Mass die-offs of animals may be increasing in frequency and — for birds, fishes, and marine invertebrates — in severity as well, according to a study of 727 mass mortality events since 1940.

Despite the ecological importance of individual mass mortality events, in which a larger than normal number of individuals die within a population, little research has been conducted on patterns across mass mortality events. The new study will help researchers better assess trends in mass mortality events and their causes, according to the authors of the paper in the Jan. 12 issue of the Proceedings of the National Academy of Sciences.

“The initial patterns are surprising, in terms of the documented changes to frequencies of occurrences, magnitudes of each event, and the causes of mass mortality,” said Samuel Fey, a postdoctoral fellow in the Department of Ecology and Evolutionary Biology at Yale and co-lead author of the paper. “These data also show that we have a lot of room to improve how we document and study these types of rare events.”

Fey, along with fellow researchers at the University of San Diego and University of California-Berkeley, report that the magnitude of the die-offs has increased in birds, fishes, and marine invertebrates, held steady among mammals, and decreased in frogs and amphibians. The authors recognized that more scientific research has been done on mass mortality events in the last few decades but said even accounting for this “discovery bias” does not explain all of the increase in such events. The increase in mass mortality events appears to be associated with a rise in disease emergence, biotoxicity, and multiple interacting stressors, they note.
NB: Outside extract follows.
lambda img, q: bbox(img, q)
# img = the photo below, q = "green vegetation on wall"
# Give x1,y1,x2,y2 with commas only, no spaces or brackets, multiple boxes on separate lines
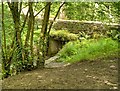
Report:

Overall, disease was the primary culprit, accounting for 26% of the mass die-offs. The impacts of direct human activity, primarily from environmental contamination, caused 19% of such events. Another major cause was biotoxicity triggered by events such as algae blooms, rapid increases of algae in water systems. Processes directly influenced by climate — such as weather extremes, thermal stress, oxygen stress, or starvation — also contributed accounted collectively for about 25% of mass mortality events.

The most severe events were those with multiple causes, the paper shows.

“This study should improve our understanding of the continuum of mortality patterns and processes that exist between background mortality levels and species-level extinctions,” Fey said.

Adam M. Siepielski of the University of San Diego was co-lead author of the paper. Stephanie M. Carlson of the University of California-Berkeley was senior author. Fey began working on this research while a graduate student at Dartmouth College.